Su piso en el Madrid de los Austrias
Años después, tras largas estancias en París, Londres y Barcelona, Vargas Llosa regresaría a la capital española ya convertido en una figura del boom latinoamericano. Pero fue en los años 2000 cuando se instaló definitivamente en Madrid, en un piso del Madrid de los Austrias, cerca de la Ópera, con estanterías abarrotadas de libros, una terraza que daba a los tejados antiguos, y un escritorio desde el que observaba la ciudad mientras escribía. Esa casa, ubicada en un edificio histórico de finales del siglo XIX, se convirtió en su refugio, en su observatorio, en su taller de creación.
Del Parque del Oeste al Templo de Debod
Su rutina en Madrid era serena, pero llena de placeres sencillos: caminatas por el Parque del Oeste hasta el Templo de Debod, visitas a librerías exquisitas del centro, tardes en cafés con veladores de mármol, cenas en restaurantes peruanos y españoles, y algún que otro partido del Real Madrid, equipo al que seguía con fervor. “He pasado a ser un madrileño más”, decía, convencido de que Madrid, como pocas ciudades en el mundo, sabía acoger sin preguntar de dónde se viene. En su opinión, ningún extranjero se sentía extranjero en sus calles, algo que él, como latinoamericano, valoraba profundamente.
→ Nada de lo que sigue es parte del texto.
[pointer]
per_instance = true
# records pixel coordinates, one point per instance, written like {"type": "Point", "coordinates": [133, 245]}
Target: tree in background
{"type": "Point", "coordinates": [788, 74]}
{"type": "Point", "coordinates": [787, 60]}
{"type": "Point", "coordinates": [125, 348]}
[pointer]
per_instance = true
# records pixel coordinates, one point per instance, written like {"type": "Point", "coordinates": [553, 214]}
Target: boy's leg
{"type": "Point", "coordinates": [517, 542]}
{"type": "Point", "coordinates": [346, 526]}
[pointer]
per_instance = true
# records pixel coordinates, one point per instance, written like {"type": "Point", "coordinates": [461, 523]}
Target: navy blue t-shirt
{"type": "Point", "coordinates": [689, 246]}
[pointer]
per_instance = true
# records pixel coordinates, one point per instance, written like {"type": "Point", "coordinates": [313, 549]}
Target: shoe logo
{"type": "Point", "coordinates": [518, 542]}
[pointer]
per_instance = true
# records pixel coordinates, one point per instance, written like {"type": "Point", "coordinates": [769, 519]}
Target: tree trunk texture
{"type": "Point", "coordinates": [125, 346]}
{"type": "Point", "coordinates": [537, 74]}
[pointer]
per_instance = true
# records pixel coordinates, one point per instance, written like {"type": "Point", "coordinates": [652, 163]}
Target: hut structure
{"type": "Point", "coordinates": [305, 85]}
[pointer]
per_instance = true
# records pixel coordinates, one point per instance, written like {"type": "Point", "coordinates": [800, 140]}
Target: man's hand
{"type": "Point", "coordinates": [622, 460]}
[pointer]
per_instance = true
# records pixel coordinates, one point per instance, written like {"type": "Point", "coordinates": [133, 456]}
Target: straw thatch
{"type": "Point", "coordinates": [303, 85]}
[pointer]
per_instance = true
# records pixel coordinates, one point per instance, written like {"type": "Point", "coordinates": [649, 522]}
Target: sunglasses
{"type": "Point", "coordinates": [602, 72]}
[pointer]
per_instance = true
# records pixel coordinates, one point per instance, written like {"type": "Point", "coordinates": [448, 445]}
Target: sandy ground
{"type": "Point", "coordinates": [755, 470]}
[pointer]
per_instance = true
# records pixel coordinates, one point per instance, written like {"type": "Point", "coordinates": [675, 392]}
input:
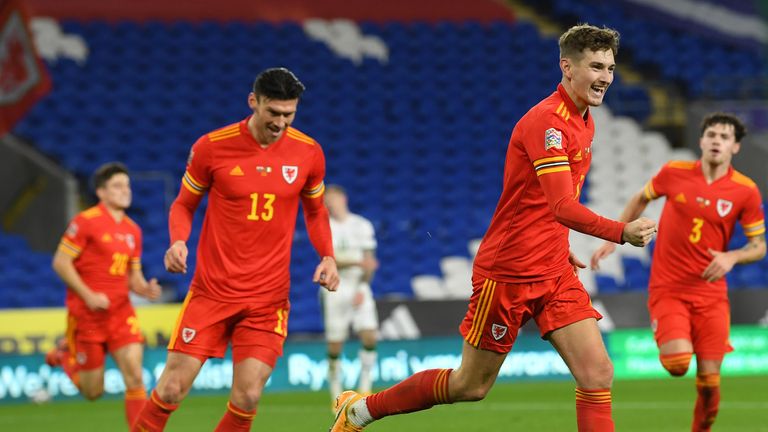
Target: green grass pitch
{"type": "Point", "coordinates": [652, 405]}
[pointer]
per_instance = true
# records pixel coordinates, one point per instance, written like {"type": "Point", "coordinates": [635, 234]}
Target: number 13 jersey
{"type": "Point", "coordinates": [253, 198]}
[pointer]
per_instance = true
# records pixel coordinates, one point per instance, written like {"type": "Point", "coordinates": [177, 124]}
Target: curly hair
{"type": "Point", "coordinates": [278, 84]}
{"type": "Point", "coordinates": [582, 36]}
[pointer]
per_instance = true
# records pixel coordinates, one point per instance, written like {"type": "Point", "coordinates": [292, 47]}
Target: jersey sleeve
{"type": "Point", "coordinates": [315, 186]}
{"type": "Point", "coordinates": [752, 218]}
{"type": "Point", "coordinates": [75, 237]}
{"type": "Point", "coordinates": [197, 177]}
{"type": "Point", "coordinates": [546, 144]}
{"type": "Point", "coordinates": [137, 250]}
{"type": "Point", "coordinates": [658, 186]}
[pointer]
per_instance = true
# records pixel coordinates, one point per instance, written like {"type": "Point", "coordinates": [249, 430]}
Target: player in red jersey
{"type": "Point", "coordinates": [254, 173]}
{"type": "Point", "coordinates": [524, 269]}
{"type": "Point", "coordinates": [688, 299]}
{"type": "Point", "coordinates": [99, 259]}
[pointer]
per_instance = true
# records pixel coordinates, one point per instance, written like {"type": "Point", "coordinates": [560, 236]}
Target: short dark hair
{"type": "Point", "coordinates": [582, 36]}
{"type": "Point", "coordinates": [278, 84]}
{"type": "Point", "coordinates": [335, 188]}
{"type": "Point", "coordinates": [739, 130]}
{"type": "Point", "coordinates": [105, 172]}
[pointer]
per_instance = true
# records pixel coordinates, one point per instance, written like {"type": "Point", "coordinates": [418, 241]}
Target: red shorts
{"type": "Point", "coordinates": [91, 335]}
{"type": "Point", "coordinates": [497, 310]}
{"type": "Point", "coordinates": [205, 326]}
{"type": "Point", "coordinates": [703, 321]}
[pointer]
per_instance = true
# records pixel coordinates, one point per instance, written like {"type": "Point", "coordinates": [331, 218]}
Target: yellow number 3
{"type": "Point", "coordinates": [696, 230]}
{"type": "Point", "coordinates": [268, 211]}
{"type": "Point", "coordinates": [281, 322]}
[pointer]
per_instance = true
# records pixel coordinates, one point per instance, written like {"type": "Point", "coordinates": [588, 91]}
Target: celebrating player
{"type": "Point", "coordinates": [352, 304]}
{"type": "Point", "coordinates": [688, 297]}
{"type": "Point", "coordinates": [254, 173]}
{"type": "Point", "coordinates": [99, 259]}
{"type": "Point", "coordinates": [523, 268]}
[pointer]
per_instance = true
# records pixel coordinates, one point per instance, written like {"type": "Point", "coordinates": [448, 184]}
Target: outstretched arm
{"type": "Point", "coordinates": [319, 230]}
{"type": "Point", "coordinates": [64, 266]}
{"type": "Point", "coordinates": [634, 208]}
{"type": "Point", "coordinates": [179, 226]}
{"type": "Point", "coordinates": [558, 188]}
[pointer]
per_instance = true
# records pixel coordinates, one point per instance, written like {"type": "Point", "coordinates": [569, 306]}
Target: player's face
{"type": "Point", "coordinates": [590, 76]}
{"type": "Point", "coordinates": [271, 117]}
{"type": "Point", "coordinates": [116, 192]}
{"type": "Point", "coordinates": [718, 144]}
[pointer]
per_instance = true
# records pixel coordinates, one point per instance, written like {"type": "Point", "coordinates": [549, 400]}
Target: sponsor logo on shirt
{"type": "Point", "coordinates": [724, 207]}
{"type": "Point", "coordinates": [498, 331]}
{"type": "Point", "coordinates": [187, 334]}
{"type": "Point", "coordinates": [72, 229]}
{"type": "Point", "coordinates": [553, 138]}
{"type": "Point", "coordinates": [290, 173]}
{"type": "Point", "coordinates": [263, 170]}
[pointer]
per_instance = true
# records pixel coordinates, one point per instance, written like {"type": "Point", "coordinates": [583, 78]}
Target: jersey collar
{"type": "Point", "coordinates": [570, 105]}
{"type": "Point", "coordinates": [244, 131]}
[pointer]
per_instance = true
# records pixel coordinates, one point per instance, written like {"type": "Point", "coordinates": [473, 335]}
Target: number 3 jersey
{"type": "Point", "coordinates": [697, 217]}
{"type": "Point", "coordinates": [104, 251]}
{"type": "Point", "coordinates": [253, 198]}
Hijo adoptivo de la ciudad y madrileño del año
En su vida madrileña no faltaron los reconocimientos. En 2010, recién galardonado con el Nobel, fue nombrado Hijo Adoptivo de la ciudad por el Ayuntamiento, que celebraba no solo su genio literario, sino su vocación de madrileño comprometido con la cultura, con la libertad y con la vida pública. Años más tarde, la Comunidad de Madrid le entregaría su Medalla de Oro, subrayando que fue en esta ciudad donde tomó la decisión que cambiaría su destino: ser escritor. En 2022, el Ayuntamiento lo homenajeó nuevamente con el título de Madrileño del Año, distinción que Vargas Llosa recibió emocionado en el Teatro Real, recordando, una vez más, que fue gracias a perder la nacionalidad peruana durante un conflicto con el gobierno de Fujimori que pudo adquirir la española y hacer de Madrid su hogar.
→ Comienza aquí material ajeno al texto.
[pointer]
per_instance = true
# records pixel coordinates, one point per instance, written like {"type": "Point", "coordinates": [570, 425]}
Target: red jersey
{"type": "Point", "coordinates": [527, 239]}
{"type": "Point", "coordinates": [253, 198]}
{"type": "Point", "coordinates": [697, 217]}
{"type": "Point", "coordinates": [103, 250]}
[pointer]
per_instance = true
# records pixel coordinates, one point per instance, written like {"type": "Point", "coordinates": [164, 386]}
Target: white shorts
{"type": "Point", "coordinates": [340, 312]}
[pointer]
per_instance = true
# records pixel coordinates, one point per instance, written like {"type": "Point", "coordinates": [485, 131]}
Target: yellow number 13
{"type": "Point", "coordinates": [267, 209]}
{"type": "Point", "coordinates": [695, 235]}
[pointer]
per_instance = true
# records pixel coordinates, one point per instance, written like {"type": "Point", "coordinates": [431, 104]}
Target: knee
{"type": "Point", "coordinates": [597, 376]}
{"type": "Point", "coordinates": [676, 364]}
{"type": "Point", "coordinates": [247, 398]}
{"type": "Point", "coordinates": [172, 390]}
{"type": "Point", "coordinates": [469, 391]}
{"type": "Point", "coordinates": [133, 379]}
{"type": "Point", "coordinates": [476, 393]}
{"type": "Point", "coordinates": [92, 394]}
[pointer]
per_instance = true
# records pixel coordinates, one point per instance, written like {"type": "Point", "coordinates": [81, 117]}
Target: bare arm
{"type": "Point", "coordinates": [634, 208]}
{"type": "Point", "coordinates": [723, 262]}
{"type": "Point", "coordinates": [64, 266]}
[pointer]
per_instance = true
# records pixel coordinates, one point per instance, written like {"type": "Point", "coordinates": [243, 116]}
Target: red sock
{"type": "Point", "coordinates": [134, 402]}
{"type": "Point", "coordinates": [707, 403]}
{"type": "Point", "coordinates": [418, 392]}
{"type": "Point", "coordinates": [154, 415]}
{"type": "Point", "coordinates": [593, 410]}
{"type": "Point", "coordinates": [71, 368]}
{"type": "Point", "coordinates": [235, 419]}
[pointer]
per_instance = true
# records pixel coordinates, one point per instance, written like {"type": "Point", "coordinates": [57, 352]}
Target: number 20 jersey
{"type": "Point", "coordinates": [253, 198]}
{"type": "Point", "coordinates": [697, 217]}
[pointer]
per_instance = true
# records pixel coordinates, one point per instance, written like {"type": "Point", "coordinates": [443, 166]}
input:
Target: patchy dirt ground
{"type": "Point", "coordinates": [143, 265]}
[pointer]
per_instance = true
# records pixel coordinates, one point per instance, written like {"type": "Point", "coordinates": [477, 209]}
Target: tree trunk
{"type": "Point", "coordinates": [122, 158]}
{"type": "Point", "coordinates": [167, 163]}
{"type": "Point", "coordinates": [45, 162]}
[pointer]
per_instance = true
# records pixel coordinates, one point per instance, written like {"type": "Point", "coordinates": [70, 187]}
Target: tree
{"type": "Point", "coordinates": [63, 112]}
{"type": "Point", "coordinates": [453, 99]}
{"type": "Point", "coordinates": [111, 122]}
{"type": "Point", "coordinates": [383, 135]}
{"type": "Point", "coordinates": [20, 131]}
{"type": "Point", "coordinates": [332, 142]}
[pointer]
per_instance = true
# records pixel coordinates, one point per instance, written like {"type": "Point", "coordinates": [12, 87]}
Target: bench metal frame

Durante un tiempo compartió residencia con Isabel Preysler en la zona de Puerta de Hierro. Pero tras la separación, regresó a su piso del centro. Aquel regreso simbolizó un reencuentro con lo esencial: la soledad, los libros, la ciudad vivida a pie. Esa casa, más allá de su valor económico (estimado en más de un millón de euros), se convirtió en un símbolo íntimo de su biografía, un espacio de memoria y de creación. Allí, entre estanterías y manuscritos, siguió escribiendo, pensando, soñando.
Su pasión por Madrid fue tan constante como su defensa de la literatura como espacio de libertad. “La literatura es la garantía de la democracia”, repetía en sus discursos, convencido de que en los libros, incluso en aquellos que cuestionan la libertad, reside el germen de toda sociedad abierta. Participó activamente en la vida cultural de la ciudad: se le vio en actos en la Real Academia Española, en el Teatro Real –del que fue Patrono de Honor–, en presentaciones de libros, en funciones teatrales (él mismo escribió y dirigió obras estrenadas en Madrid) y en homenajes a colegas y amigos.
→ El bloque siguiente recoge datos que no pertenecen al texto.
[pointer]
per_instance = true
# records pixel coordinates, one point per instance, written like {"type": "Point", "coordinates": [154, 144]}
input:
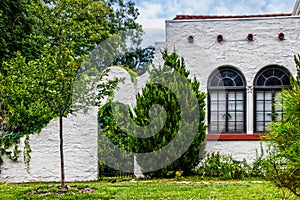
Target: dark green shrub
{"type": "Point", "coordinates": [223, 167]}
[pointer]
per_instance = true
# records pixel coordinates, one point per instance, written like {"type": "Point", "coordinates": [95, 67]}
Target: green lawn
{"type": "Point", "coordinates": [152, 189]}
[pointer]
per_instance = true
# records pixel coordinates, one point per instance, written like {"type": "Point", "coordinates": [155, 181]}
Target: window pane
{"type": "Point", "coordinates": [222, 106]}
{"type": "Point", "coordinates": [240, 116]}
{"type": "Point", "coordinates": [259, 95]}
{"type": "Point", "coordinates": [259, 116]}
{"type": "Point", "coordinates": [239, 96]}
{"type": "Point", "coordinates": [260, 127]}
{"type": "Point", "coordinates": [214, 116]}
{"type": "Point", "coordinates": [214, 106]}
{"type": "Point", "coordinates": [268, 116]}
{"type": "Point", "coordinates": [259, 106]}
{"type": "Point", "coordinates": [222, 96]}
{"type": "Point", "coordinates": [231, 96]}
{"type": "Point", "coordinates": [240, 126]}
{"type": "Point", "coordinates": [213, 95]}
{"type": "Point", "coordinates": [231, 106]}
{"type": "Point", "coordinates": [231, 127]}
{"type": "Point", "coordinates": [268, 106]}
{"type": "Point", "coordinates": [268, 95]}
{"type": "Point", "coordinates": [231, 116]}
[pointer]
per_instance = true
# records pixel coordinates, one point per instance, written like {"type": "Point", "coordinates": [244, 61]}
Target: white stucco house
{"type": "Point", "coordinates": [242, 62]}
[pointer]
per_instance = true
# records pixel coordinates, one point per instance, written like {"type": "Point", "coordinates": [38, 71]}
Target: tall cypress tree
{"type": "Point", "coordinates": [157, 130]}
El Landó, su restaurante de referencia
El mayor homenaje, sin embargo, fue su vínculo vital con la ciudad. En sus últimos años, ya con pasos más lentos y semblante serio, seguía saliendo a caminar, cruzándose con vecinos que tal vez no sabían que pasaban junto a uno de los grandes narradores del siglo XX. A menudo se le veía por El Landó, restaurante de referencia para él, siempre buscando los sabores y las conversaciones que alimentaban su imaginación.
Mario Vargas Llosa falleció en Lima, pero su espíritu queda en Madrid. En sus plazas, en sus librerías, en los cafés que frecuentó, en el eco de sus palabras que aún resuena en los salones de la RAE o en los palcos del Teatro Español. Fue un madrileño por elección, por afecto y por destino. En sus propias palabras: “Nos sentimos madrileños todos los que queremos serlo, aunque no hayamos nacido en Madrid”.